A cidade que eu caminho só existe em sonho

  

Durante três dias de outubro de 1974, o escritor francês Georges Perec dedicou-se à observar, de dentro do Café Tabac, a Place Saint-Sulpice, em Paris, a fim de tentar registrar em sua escrita tudo o que seu olhar alcançava. Desse exercício de observação proposto pelo escritor, observamos uma necessidade de interrogar o cotidiano mais simples e básico, concedendo atenção à detalhes e cenas corriqueiras da cidade que eram imediatas a sua percepção.

Tal proposição descrita por Perec, em seu livro Tentativas de esgotar um lugar parisiense, são o ponto de partida de Clara Benfatti para a construção desta exposição. Aqui, vale observar que foi a partir dessa mudança de país, portanto de perspectiva, que a artista volta seu olhar para uma nova forma de relacionar-se com o espaço ao seu redor, alterando inclusive sua construção pictórica - antes muito focada em desenhos de observação e percepção da arquitetura e paisagem que circundavam os espaços de deslocamento da artista pela cidade de São Paulo.

Em A cidade que eu caminho só existe em sonho, Clara apresenta um conjunto de trabalhos audiovisuais baseados em um diário de instruções de percursos, que a artista solicitou a um grupo de pessoas, a partir de uma carta convite que solicitava ao convidado o envio de uma instrução ou regra para uma deriva sob a qual a artista desenvolveria pela cidade do Porto. Para além de construir uma narrativa visual, tais derivas capacitaram a perspectiva da artista a níveis mais detalhistas, o que Perec mais tarde descreveu em sua outra obra L'ifraordinnaire, cujo autor lança a proposta de se fundar uma antropologia do nós, aquele que, finalmente, falará de nós, que irá procurar em nós mesmos aquilo que há longo tempo foi pilhado dos outros.

Nessa linha de argumentação sobre o infra-ordinário, assim como Perec nos indaga "Como, então, nos darmos conta da nossa vida ordinária, da nossa rotina? Como interrogar nosso cotidiano? Como descrevê-lo?", em A cidade que eu caminho só existe em sonho, Clara busca traçar relações de apropriação de uma nova paisagem e cotidiano, como forma de pertencer a esse novo cenário. O simples exercício implementado por Georges Perec em sua escrita, de sentar-se e observar o ordinário do cotidiano, sem enredo ou finalidade, foi deslocado e reterritorializado em uma nova linguagem por Clara Benfatti.

 Dessa observação atenta ao seu caminhar, a artista registra percepções, que aqui são apresentadas em uma série de fotografias, um áudio e um guia de instruções.
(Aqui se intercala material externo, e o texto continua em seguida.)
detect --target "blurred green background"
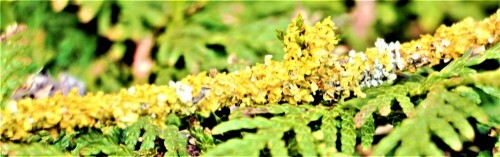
[0,0,500,100]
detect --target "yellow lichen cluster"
[0,85,188,140]
[0,10,500,139]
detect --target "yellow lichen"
[0,10,500,139]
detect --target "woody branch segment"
[0,10,500,139]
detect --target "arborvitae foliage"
[200,44,500,156]
[1,11,500,156]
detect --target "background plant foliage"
[0,1,500,156]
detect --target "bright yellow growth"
[0,10,500,139]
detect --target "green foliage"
[201,45,500,156]
[0,142,68,156]
[0,28,45,108]
[0,1,500,156]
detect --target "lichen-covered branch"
[0,10,500,139]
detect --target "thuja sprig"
[0,10,500,139]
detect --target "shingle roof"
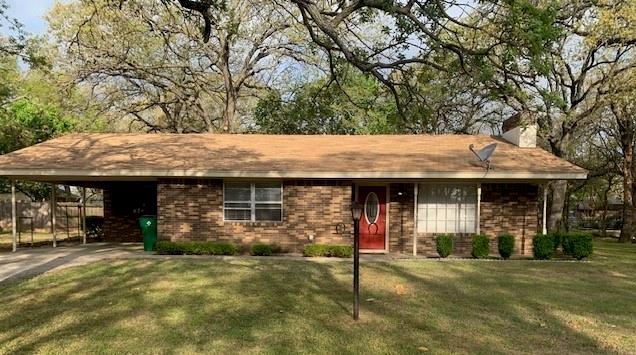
[0,133,586,180]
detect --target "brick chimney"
[501,112,537,148]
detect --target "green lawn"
[0,242,636,354]
[0,230,79,251]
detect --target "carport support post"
[80,187,86,244]
[51,184,57,248]
[541,184,548,234]
[11,180,18,252]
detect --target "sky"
[0,0,54,34]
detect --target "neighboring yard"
[0,242,636,354]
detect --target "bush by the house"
[155,240,238,255]
[435,234,454,258]
[303,244,353,258]
[549,232,566,251]
[472,234,490,259]
[86,216,104,239]
[563,233,594,260]
[497,234,515,260]
[250,244,274,256]
[532,234,554,260]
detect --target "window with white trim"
[417,184,477,233]
[223,181,283,222]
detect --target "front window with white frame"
[417,184,477,233]
[223,181,283,222]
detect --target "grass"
[0,230,78,250]
[0,242,636,354]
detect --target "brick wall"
[480,184,539,255]
[389,184,415,254]
[417,184,538,256]
[157,180,352,252]
[104,182,157,242]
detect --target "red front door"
[358,186,386,250]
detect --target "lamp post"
[351,201,362,320]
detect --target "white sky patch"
[0,0,55,35]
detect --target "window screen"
[417,184,477,233]
[223,182,283,221]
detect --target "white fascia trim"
[0,169,587,180]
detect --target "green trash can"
[139,215,157,251]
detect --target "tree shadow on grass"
[0,258,633,353]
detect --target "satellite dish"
[468,143,497,170]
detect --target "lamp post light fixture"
[351,201,362,320]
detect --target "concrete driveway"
[0,243,146,286]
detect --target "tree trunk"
[223,86,237,132]
[610,105,636,243]
[618,143,636,243]
[219,34,238,133]
[599,176,614,237]
[548,180,568,233]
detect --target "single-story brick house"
[0,120,586,256]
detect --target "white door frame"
[354,182,391,254]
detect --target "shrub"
[549,232,566,251]
[303,244,353,258]
[472,234,490,259]
[532,234,554,260]
[435,234,454,258]
[86,216,104,239]
[563,233,594,260]
[155,240,184,255]
[497,234,515,260]
[155,241,238,255]
[250,244,274,256]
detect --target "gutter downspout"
[413,182,418,256]
[11,180,18,252]
[475,184,481,234]
[541,184,548,234]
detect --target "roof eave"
[0,169,587,181]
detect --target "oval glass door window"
[364,192,380,224]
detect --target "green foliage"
[563,233,594,260]
[471,234,490,259]
[0,98,77,154]
[435,234,454,258]
[250,244,274,256]
[303,244,353,258]
[86,216,104,239]
[532,234,554,260]
[254,70,395,134]
[497,233,515,260]
[155,240,238,255]
[548,232,567,252]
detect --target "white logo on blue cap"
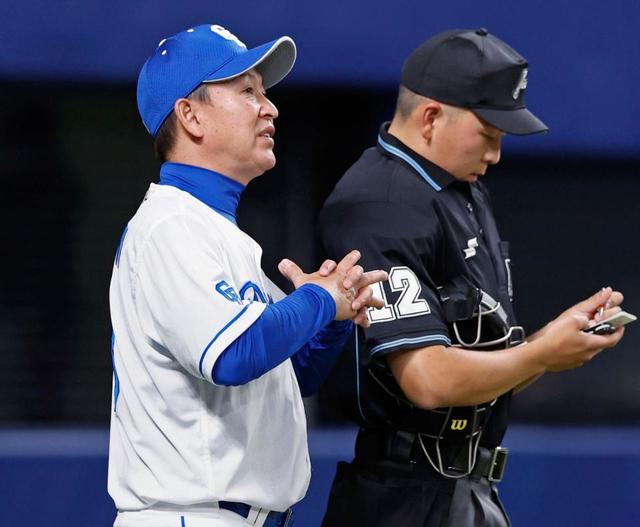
[211,24,247,49]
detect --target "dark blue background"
[0,0,640,155]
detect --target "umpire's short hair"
[394,85,426,121]
[153,84,211,163]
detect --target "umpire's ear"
[173,99,204,138]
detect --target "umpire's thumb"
[278,258,304,287]
[578,287,613,313]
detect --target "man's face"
[200,70,278,184]
[432,107,505,183]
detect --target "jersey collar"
[159,163,245,225]
[378,122,457,192]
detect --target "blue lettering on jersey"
[111,332,120,412]
[216,280,240,303]
[116,225,129,267]
[240,281,267,304]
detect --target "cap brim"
[202,37,296,89]
[472,108,549,135]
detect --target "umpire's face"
[430,104,505,183]
[198,69,278,184]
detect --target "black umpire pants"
[322,432,511,527]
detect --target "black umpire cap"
[400,29,549,135]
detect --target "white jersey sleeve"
[131,213,265,382]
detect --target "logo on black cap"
[511,68,529,101]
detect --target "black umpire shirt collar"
[378,122,457,192]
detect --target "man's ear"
[416,101,443,142]
[173,98,204,138]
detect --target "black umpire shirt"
[319,123,516,448]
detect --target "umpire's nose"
[483,137,502,165]
[260,95,278,119]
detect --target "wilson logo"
[451,419,467,430]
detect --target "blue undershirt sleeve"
[211,284,336,386]
[291,320,353,397]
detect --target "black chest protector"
[332,276,525,477]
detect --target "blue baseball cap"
[137,24,296,137]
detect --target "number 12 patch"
[367,266,431,324]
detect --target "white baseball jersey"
[108,184,310,511]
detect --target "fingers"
[318,260,337,276]
[278,258,305,287]
[605,291,624,308]
[575,287,613,313]
[352,307,371,328]
[342,265,364,289]
[336,251,360,275]
[344,265,389,289]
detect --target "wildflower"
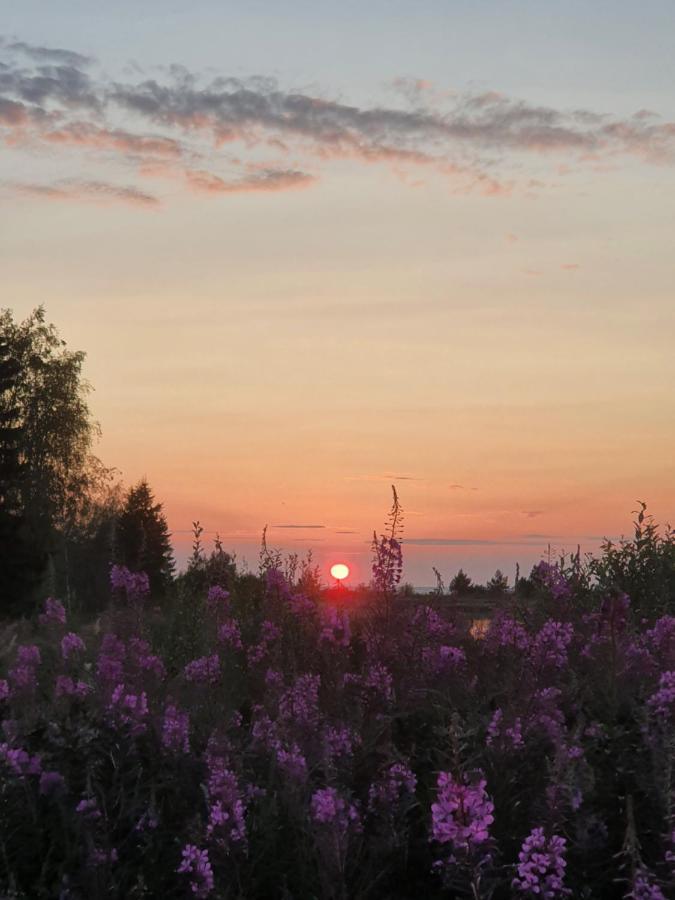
[206,584,230,610]
[511,828,571,900]
[0,744,42,778]
[431,772,494,852]
[310,788,361,833]
[368,763,417,814]
[162,703,190,753]
[110,566,150,600]
[176,844,214,898]
[218,619,243,650]
[54,675,91,700]
[626,869,666,900]
[61,631,84,660]
[108,684,148,735]
[319,607,351,647]
[75,797,101,822]
[647,671,675,719]
[40,771,65,796]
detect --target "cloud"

No filme, as imagens registradas por Clara vão se sucedendo a uma voz em off, de modo que texto e imagem passam a criar sincronias e incoincidências, a partir da sobreposição das camadas da leitura da artista sobre a cidade. Na tentativa de "descrever o resto: aquilo que geralmente não se nota, que passa despercebido, que não tem importância: o que se passa quando nada se passa, senão o tempo, as pessoas, os carros, as nuvens", a artista não nos apresenta somente sua tentativa reclamar seu pertencimento a esse novo território, mas também um registro de uma cidade em transformação, interpolando camadas de individualidade, subjetividade e viver em sociedade.